Second. That no sufficient cause of action is stated. Section 484 of the Code of Civil Procedure provides that a plaintiff may unite in the same complaint two or more causes of action, whether they are such as were formerly denominated legal or equitable, or both, where they are brought to recover, inter alla, upon claims against a trustee by virtue of a contract, or by operation of law, or upon claims arising out of the same transactions connected with the same subject of action, if they are consistent with each other and affect all the parties to the action. The tendency of our practice has been to avoid circuity of actions, and to encourage liberality in pleading. If the facts set forth in the complaint entitle the plaintiff to any relief, legal or equitable, his action will not fail (Bradley v. Aldrich, 40 N. Y. 504, 512; Hale v. Omaha National Bank, 49 Id. 626; rev’g 33 Super. Ct. [J. & S.] 40; Sternberger v. McGovern, 56 N. Y. 12; rev’g 4 Daly, 456; Margraf v. Muir, 57 Id. 155; Wheelock v.
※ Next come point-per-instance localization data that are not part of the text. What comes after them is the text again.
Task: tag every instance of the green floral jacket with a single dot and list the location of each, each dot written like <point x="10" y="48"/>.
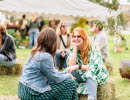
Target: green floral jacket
<point x="98" y="71"/>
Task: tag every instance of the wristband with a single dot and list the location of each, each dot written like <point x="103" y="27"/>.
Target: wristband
<point x="80" y="66"/>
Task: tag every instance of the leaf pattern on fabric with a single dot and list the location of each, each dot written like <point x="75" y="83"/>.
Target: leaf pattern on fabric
<point x="97" y="72"/>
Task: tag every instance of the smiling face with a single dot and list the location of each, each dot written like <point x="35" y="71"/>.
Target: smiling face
<point x="77" y="39"/>
<point x="64" y="28"/>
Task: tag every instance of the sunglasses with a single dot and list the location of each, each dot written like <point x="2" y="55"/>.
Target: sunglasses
<point x="63" y="26"/>
<point x="76" y="36"/>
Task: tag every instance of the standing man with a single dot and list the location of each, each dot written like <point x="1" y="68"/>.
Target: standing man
<point x="23" y="26"/>
<point x="100" y="39"/>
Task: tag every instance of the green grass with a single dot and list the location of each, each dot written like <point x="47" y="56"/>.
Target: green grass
<point x="9" y="84"/>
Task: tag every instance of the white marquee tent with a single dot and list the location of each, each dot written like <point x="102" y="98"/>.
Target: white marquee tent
<point x="75" y="8"/>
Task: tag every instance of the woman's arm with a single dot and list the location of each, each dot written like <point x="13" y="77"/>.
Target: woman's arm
<point x="73" y="57"/>
<point x="74" y="67"/>
<point x="48" y="69"/>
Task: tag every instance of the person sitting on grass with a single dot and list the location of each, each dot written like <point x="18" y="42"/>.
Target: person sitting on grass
<point x="63" y="44"/>
<point x="85" y="63"/>
<point x="7" y="48"/>
<point x="39" y="79"/>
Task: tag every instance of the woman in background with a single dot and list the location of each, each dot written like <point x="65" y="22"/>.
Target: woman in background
<point x="7" y="48"/>
<point x="85" y="63"/>
<point x="63" y="44"/>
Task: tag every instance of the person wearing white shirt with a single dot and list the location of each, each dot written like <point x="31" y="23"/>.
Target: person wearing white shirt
<point x="100" y="39"/>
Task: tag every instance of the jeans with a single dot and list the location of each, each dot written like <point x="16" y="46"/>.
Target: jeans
<point x="59" y="59"/>
<point x="6" y="63"/>
<point x="33" y="33"/>
<point x="91" y="85"/>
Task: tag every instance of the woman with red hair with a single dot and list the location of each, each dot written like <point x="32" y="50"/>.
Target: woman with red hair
<point x="85" y="63"/>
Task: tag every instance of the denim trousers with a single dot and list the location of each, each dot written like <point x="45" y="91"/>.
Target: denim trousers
<point x="90" y="84"/>
<point x="6" y="63"/>
<point x="59" y="59"/>
<point x="33" y="33"/>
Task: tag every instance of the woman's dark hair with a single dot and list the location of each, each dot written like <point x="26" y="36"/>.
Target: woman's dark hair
<point x="46" y="42"/>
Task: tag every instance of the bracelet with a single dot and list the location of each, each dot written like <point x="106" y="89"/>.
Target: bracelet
<point x="80" y="66"/>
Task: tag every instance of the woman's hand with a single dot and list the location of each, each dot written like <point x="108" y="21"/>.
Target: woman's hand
<point x="84" y="67"/>
<point x="72" y="68"/>
<point x="63" y="54"/>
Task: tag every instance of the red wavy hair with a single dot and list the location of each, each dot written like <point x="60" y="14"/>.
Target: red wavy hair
<point x="85" y="47"/>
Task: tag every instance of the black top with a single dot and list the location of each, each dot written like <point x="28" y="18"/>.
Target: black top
<point x="8" y="47"/>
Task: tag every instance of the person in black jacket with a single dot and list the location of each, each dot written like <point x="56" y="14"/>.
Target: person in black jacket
<point x="7" y="48"/>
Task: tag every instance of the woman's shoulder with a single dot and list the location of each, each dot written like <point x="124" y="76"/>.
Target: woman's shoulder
<point x="43" y="56"/>
<point x="93" y="47"/>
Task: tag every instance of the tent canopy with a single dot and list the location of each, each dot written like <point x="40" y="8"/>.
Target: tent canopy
<point x="75" y="8"/>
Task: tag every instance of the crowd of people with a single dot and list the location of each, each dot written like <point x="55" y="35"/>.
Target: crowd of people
<point x="82" y="59"/>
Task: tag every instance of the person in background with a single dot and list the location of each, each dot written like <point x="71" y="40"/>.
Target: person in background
<point x="7" y="48"/>
<point x="39" y="79"/>
<point x="100" y="40"/>
<point x="42" y="23"/>
<point x="85" y="63"/>
<point x="63" y="44"/>
<point x="33" y="25"/>
<point x="23" y="27"/>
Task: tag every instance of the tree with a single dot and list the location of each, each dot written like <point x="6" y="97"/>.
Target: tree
<point x="113" y="6"/>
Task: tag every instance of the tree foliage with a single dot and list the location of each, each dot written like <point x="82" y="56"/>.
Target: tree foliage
<point x="113" y="6"/>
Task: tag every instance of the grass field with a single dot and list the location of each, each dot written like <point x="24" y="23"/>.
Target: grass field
<point x="8" y="84"/>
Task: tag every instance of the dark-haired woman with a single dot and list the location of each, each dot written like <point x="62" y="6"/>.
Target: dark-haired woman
<point x="40" y="80"/>
<point x="7" y="48"/>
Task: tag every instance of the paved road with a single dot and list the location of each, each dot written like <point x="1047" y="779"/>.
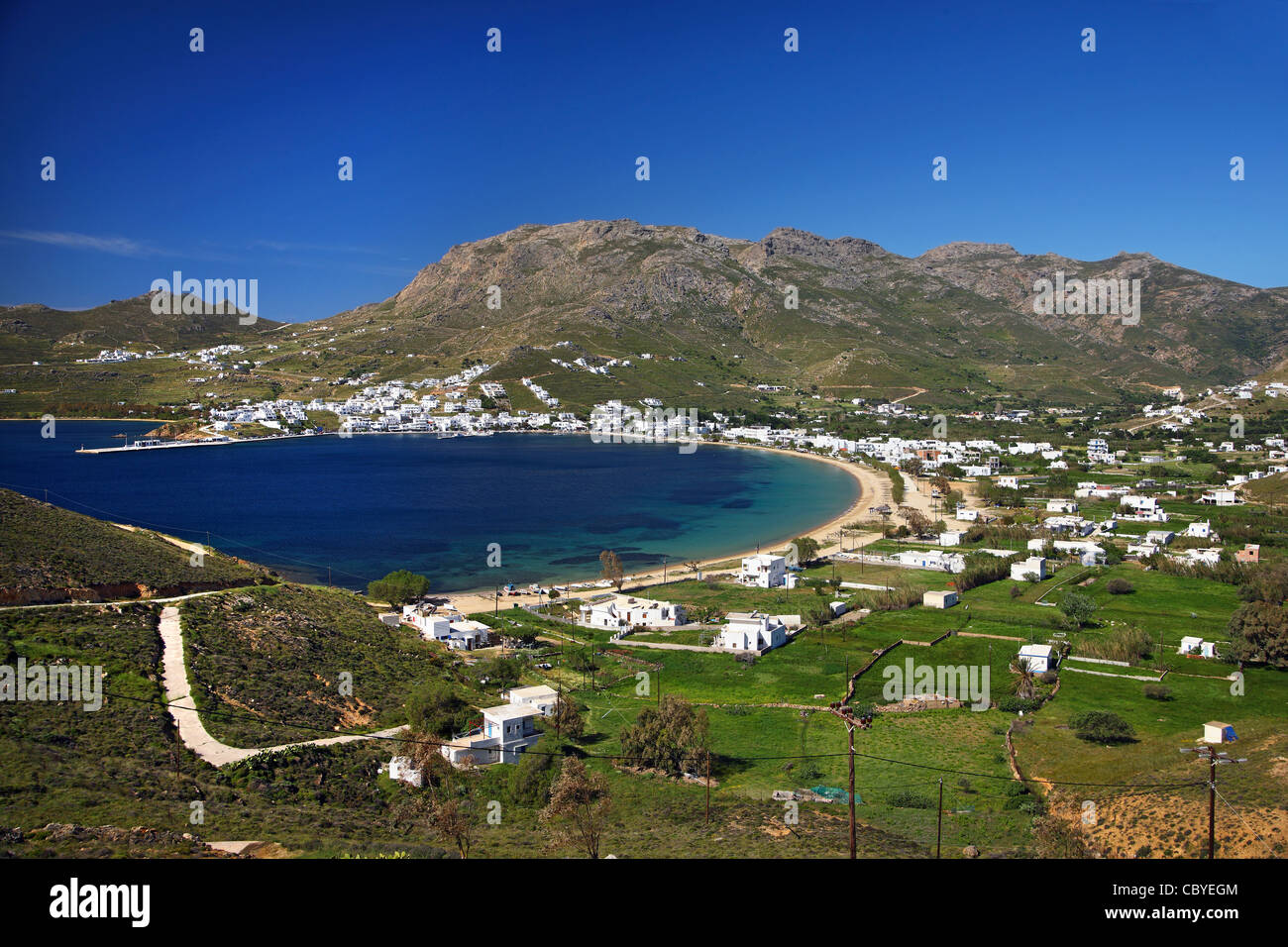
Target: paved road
<point x="192" y="732"/>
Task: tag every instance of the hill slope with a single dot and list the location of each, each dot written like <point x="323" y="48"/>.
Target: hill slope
<point x="51" y="554"/>
<point x="958" y="320"/>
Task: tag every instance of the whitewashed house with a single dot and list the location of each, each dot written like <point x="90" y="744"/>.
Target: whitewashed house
<point x="939" y="598"/>
<point x="617" y="612"/>
<point x="1197" y="646"/>
<point x="1038" y="657"/>
<point x="402" y="770"/>
<point x="751" y="631"/>
<point x="540" y="697"/>
<point x="765" y="571"/>
<point x="1220" y="497"/>
<point x="1033" y="566"/>
<point x="931" y="560"/>
<point x="433" y="628"/>
<point x="506" y="732"/>
<point x="467" y="634"/>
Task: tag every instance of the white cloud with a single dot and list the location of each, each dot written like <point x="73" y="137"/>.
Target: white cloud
<point x="120" y="247"/>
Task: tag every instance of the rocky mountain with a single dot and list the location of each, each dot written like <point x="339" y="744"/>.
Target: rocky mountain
<point x="958" y="321"/>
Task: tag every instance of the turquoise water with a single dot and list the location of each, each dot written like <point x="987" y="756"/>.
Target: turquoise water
<point x="368" y="505"/>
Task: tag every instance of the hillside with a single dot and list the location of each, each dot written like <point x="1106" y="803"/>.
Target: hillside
<point x="957" y="321"/>
<point x="51" y="554"/>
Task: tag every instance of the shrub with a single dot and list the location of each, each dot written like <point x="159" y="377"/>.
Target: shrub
<point x="1103" y="727"/>
<point x="1014" y="705"/>
<point x="907" y="799"/>
<point x="1122" y="644"/>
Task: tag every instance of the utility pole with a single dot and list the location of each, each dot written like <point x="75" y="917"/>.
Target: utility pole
<point x="846" y="715"/>
<point x="939" y="836"/>
<point x="1214" y="758"/>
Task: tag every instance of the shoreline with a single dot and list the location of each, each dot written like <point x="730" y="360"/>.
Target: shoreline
<point x="868" y="482"/>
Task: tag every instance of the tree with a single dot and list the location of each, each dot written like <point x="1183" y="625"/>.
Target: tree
<point x="567" y="718"/>
<point x="579" y="808"/>
<point x="1055" y="838"/>
<point x="400" y="587"/>
<point x="918" y="523"/>
<point x="1078" y="608"/>
<point x="806" y="549"/>
<point x="446" y="802"/>
<point x="610" y="567"/>
<point x="1258" y="633"/>
<point x="436" y="710"/>
<point x="671" y="737"/>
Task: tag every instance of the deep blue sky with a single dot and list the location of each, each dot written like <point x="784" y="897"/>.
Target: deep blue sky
<point x="223" y="163"/>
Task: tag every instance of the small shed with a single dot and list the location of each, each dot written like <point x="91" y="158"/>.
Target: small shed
<point x="1197" y="646"/>
<point x="1038" y="657"/>
<point x="1218" y="732"/>
<point x="939" y="598"/>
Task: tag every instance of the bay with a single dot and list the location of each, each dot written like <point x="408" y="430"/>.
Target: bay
<point x="372" y="504"/>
Lee, 74 Id. 495, 500). In the face of these decisions, I hesitate to hold, on a demurrer which impliedly admits all the facts alleged in the complaint, that the plaintiff will not be entitled to some relief, upon proper proof thereof.
Third. Defect of parties. This is not a case of a final accounting, and the widow and devisees of Price are not necessary parties (Wood v. Brown, 34 N. Y. 337), and if necessary, they may be brought in (Sherman v. Parish, 53 N. Y. 483).
Fourth. That several causes of action have been improperly united. Courts of equity have concurrent jurisdiction with surrogates in matters of accounting (Wood v. Brown, supra). The causes of action stated in the complaint all arise out of the same transaction.— viz., the alleged breach of trust of defendant’s testator. "Whether or not the defendant is individually liable should be determined on the trial. If the plaintiff has asked for more relief than he is entitled to, that is no ground of demurrer.
There should be judgment for the plaintiff on the demurrer, with leave to defendant to answer on payment of costs.